INCINERATING PLANT THE ONLY SOLUTION. ~ Safe and Sanitary Way to Dispose of Garbage.

August 25, 1909

Safe and Sanitary Way to
Dispose of Garbage.

"The time is at hand for this city to face the garbage problem and to face it in a safe and sanitary sort of way. In my opinion the proper solution lies not only in the collection of all refuse, but also in its final destruction. the city should be provided with an incinerating plant; indeed, it is now so large since the borders have been increased that we should have two such plants."

Dr.

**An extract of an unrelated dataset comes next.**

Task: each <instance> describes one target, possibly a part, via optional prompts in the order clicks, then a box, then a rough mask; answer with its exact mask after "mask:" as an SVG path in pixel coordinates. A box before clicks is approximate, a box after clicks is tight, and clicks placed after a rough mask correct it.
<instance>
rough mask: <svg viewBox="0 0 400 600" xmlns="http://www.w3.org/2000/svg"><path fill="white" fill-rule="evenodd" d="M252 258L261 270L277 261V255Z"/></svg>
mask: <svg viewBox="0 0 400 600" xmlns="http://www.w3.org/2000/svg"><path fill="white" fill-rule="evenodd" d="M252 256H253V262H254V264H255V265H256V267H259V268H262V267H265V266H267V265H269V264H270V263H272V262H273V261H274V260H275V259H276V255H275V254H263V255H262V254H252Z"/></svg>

W. S. Wheeler, health commissioner, made this suggestion in the first annual report, which he read before the hospital and health board yesterday afternoon.

In discussing this subject Dr. Wheeler tells the board that J. I. Boyer contracted last December to remove garbage three times a day during the months between May and October and twice a day during the other months. The garbage was to be removed away from the city.

"Up to this date," the report states, "Mr. Boyer has not in any particular fulfilled his contract with the city, and, with his present equipment, he will not be able to do so. further, Mr. Boyer has had implicit instructions from your health commissioner that the government officials had warned our department that no more garbage should be dumped into the Missouri river, but Mr. Boyer has, purposely or otherwise, not heeded our protestations in this respect."


Dr. Wheeler speaks of the workhouse as a "veritable pest house for all kinds of diseases." He blames the construction of the place for the unsanitary condition, and says "unfortunates are packed in cells like rats in holes." He suggests that the place be enlarged so that more cell room may be had, that sewer connections be made with each cell and that two wards be built where the attending physician may see that sick prisoners get humane treatment.

The commissioner next takes up the spit nuisance, tells of the ordinance passed concerning spitting in street cars, and says that education has done much to abate the nuisance.

In a long dissertation on "the house fly," he speaks of the diseases that are carried into homes by this insect. It is his opinion that typhoid fever and many intestinal troubles are spread by the fly.

He recommends the destruction of open vaults and that sewage should not be allowed to empty into adjacent streams, but should be destroyed completely. To keep the city in better condition he recommends more inspectors and a system by which tab may be kept on them to see that they work.